2010-07-22

民主党の権力交代?

 政府の動きに関して何もないわけでもないが、9月の選挙までは実際は大きな動きが取れないというのが今の政府の状態だろうか。あれほど国民に不安の材料を提供してくれていた民主党も、参院選で大敗した余韻はいまだに残っているという点や、民主党代表選の結果を受けてから、連立の枠組みの話を具体化するということなのか、現時点では大きな動きにはならない模様だ。
 参院選は大敗に終わったが、国民の民主党に対する審判という点から浮かび上がる問題点は、管総理の軽率な発言が原因ということだけではない。政権交代後というおおきな括りから見ると、この政党では、公約が履行されなかったことに大きな問題がある。ねじれた国会運営をしなければならなくなったということは、民主党にだけ国政を任せられないという民意だ。誰に白羽の矢が立つのか分らないが、代表に立候補するのであれば、この十ヶ月間の総括、並びに今後の政策のビジョンを明確に提示しなければならないのは必須だと思う。
 このようなところから代表が決まるのが道理ではないかと思うが、なんとなくいやな予感もする。
 先日のニュースの深層で高橋洋一氏のコラム(参照)にもあったが、国家戦略局の機能を縮小し、首相に政策提言や情報提供をする「助言期間」にする方針が固まった。これには、表現に困るほどの怒りとも呆れとも言いようのない気持ちが湧いた。何が驚きかというと、参院選のマニフェストには、実現したことの二番目に掲げてあった(参照)にもかかわらず、選挙が終わった途端にこれを下げてしまったことだ。それで、もっと頑丈な機関を生み出すと言うのであればそれもよいとは思うが、そうではない。実際には、民主党の売りだった脱官僚が逆行することを意味している。
 政治主導をするためだったはずの国家戦略局がなくなると、官僚に依存することになる。では、誰が実務をこなすのかと思えば、官房長官の仙石氏しかいない。高橋氏の説明は道理にかなっている。それだけに恐ろしいのは、その推測だ。仙石氏に情報が集まれば、実質的な権力は仙石氏が握ることになると言うのだ。菅さんはもはやゾンビと化してしまったのか。

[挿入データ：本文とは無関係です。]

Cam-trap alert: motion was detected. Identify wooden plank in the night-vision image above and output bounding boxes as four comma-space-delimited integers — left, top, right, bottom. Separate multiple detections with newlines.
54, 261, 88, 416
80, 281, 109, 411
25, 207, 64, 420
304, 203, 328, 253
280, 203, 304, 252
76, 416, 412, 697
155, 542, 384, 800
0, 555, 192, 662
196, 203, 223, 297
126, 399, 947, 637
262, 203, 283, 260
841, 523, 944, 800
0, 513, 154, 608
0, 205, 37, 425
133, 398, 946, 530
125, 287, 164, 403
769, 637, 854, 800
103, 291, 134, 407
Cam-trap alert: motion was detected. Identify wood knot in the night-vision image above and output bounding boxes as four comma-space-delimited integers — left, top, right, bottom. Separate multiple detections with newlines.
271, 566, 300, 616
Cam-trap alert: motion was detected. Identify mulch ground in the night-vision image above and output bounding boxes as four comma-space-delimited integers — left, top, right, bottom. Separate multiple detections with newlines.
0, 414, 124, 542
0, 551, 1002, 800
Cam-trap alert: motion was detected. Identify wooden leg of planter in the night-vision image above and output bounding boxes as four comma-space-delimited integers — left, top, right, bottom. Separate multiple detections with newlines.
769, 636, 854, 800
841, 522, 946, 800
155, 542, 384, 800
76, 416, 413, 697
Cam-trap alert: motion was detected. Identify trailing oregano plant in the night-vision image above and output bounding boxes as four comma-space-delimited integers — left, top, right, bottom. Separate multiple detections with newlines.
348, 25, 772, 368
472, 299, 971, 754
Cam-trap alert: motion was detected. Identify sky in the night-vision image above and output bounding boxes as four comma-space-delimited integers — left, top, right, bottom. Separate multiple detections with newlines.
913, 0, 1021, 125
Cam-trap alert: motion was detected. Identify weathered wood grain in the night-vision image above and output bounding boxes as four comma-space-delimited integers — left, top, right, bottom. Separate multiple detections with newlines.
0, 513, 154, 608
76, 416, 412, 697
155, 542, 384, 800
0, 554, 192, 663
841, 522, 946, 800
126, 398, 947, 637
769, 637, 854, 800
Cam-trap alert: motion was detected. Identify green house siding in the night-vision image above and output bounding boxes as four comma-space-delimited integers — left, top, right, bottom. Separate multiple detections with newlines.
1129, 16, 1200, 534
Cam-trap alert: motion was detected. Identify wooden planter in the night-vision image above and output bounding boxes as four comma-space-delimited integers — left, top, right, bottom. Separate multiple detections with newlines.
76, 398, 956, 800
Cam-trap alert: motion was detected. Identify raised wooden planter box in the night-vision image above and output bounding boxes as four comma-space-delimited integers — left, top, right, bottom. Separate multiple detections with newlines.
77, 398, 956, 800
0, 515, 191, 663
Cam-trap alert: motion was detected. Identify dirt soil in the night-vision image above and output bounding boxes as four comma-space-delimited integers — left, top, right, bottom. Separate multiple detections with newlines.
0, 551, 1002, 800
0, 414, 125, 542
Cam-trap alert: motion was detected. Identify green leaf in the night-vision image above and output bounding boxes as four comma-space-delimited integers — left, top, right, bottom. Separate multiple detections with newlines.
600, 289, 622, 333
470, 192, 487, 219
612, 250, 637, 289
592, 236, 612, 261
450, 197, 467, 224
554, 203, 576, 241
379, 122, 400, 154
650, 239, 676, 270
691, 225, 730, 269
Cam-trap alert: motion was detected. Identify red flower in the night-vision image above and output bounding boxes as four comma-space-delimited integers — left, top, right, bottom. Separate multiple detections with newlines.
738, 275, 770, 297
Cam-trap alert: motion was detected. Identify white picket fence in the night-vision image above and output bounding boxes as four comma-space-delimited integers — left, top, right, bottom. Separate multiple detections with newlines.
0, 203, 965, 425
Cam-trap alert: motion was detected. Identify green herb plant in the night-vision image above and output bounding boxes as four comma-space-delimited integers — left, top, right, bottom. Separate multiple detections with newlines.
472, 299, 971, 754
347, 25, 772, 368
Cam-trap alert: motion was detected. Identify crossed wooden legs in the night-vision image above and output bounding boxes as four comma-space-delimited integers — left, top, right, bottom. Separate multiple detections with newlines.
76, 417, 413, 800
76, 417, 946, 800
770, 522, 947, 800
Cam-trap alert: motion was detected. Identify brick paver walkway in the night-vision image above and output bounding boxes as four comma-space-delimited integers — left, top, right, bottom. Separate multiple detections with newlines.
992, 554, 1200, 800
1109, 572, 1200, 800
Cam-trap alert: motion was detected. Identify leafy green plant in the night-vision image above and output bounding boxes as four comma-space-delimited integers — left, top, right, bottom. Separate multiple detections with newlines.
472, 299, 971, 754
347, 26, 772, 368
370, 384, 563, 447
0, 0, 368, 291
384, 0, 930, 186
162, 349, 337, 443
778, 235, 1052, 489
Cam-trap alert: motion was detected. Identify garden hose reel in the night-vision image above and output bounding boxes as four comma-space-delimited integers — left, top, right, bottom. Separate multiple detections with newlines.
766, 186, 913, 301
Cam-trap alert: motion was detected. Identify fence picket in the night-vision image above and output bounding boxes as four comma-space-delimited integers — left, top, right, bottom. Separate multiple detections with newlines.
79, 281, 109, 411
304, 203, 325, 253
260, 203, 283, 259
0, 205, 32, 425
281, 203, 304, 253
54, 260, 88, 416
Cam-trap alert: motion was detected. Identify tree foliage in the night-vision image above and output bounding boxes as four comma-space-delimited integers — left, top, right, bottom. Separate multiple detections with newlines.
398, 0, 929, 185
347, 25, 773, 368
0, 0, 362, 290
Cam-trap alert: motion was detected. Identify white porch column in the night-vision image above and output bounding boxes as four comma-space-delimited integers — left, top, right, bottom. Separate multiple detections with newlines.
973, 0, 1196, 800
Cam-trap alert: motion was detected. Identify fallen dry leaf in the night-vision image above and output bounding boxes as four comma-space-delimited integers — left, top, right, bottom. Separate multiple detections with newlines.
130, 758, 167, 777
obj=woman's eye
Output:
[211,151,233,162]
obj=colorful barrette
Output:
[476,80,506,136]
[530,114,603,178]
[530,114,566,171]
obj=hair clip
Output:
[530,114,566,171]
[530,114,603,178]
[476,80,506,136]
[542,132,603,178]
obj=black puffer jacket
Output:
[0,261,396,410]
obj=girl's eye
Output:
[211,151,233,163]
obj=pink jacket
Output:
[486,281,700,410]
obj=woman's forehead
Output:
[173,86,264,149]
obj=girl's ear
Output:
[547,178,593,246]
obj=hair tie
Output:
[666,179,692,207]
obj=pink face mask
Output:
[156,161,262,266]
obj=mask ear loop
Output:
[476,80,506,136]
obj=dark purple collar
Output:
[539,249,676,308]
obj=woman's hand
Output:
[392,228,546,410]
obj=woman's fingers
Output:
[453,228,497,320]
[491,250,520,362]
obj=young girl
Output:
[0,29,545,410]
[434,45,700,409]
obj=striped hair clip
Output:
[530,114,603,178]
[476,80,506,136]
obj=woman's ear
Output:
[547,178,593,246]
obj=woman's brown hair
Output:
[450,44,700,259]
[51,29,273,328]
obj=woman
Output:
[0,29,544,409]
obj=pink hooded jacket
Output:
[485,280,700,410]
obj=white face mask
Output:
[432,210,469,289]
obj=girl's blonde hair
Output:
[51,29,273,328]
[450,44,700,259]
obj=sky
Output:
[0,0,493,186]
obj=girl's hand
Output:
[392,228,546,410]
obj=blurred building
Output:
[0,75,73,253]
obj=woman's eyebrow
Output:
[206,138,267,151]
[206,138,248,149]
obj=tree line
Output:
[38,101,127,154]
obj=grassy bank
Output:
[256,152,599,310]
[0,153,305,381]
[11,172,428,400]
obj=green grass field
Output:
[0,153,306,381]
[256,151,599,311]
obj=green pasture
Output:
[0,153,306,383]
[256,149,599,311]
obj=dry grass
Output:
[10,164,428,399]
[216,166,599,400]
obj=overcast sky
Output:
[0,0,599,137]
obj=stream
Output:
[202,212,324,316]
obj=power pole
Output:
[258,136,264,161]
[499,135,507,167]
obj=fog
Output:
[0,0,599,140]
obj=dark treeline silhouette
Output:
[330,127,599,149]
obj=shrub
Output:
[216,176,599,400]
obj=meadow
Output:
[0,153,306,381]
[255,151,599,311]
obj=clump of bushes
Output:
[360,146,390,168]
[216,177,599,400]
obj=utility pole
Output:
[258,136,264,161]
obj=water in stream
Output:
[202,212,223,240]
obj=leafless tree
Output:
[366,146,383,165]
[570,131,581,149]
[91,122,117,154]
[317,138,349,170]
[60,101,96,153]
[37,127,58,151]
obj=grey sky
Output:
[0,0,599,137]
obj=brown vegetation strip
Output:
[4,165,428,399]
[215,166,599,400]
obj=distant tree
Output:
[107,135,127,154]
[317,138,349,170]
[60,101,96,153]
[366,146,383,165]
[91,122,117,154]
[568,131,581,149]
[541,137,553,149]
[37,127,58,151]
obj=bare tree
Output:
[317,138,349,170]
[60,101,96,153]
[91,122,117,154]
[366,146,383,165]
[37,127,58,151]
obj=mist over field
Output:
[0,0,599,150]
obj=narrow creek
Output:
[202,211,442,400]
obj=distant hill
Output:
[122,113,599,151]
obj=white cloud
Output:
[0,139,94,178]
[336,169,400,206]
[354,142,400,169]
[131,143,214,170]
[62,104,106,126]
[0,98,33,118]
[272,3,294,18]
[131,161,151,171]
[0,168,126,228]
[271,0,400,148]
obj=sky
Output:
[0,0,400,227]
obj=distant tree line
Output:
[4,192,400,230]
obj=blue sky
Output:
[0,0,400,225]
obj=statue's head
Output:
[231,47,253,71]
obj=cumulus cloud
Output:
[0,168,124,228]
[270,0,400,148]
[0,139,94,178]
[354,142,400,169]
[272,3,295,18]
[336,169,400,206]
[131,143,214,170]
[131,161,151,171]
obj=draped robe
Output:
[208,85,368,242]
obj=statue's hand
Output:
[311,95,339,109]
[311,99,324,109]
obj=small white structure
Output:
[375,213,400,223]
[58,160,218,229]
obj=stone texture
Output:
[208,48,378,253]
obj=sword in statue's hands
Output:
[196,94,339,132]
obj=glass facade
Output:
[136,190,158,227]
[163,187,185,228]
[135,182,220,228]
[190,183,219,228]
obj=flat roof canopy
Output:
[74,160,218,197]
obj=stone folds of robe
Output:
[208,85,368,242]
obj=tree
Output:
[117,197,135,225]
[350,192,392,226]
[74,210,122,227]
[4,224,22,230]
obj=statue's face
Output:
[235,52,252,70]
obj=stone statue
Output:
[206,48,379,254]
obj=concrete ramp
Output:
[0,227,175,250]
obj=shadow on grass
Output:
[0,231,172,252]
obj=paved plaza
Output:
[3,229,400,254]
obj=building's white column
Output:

 こうなってくると、小沢さんの動きが確かに気になる。
このまま、9月の代表選に菅総理は出馬できず、なし崩し的に菅政権から仙谷政権になるのか、また菅総理が巻き返すのか、それとも、検察審査会の2回目の議決をみながら、小沢一郎氏本人かその周辺から出てくるのか

 先日、八丈島で釣りに勤しんでいたと聞いた。静かだなぁ、小沢さん。
 参院選後の民主党が、国家戦略局を外したことは、更にマイナスイメージのダメ押し的なだけに、ここで代表になる人物には相応の覚悟を以って政治に当たってもらいたい。と、そう願うのだが、配する駒がない。
 困ったなぁ、これ以上語りだすと私の方がオーバーヒートしてダウンしてしまいそうだ。
 暑中お見舞い申し上げます。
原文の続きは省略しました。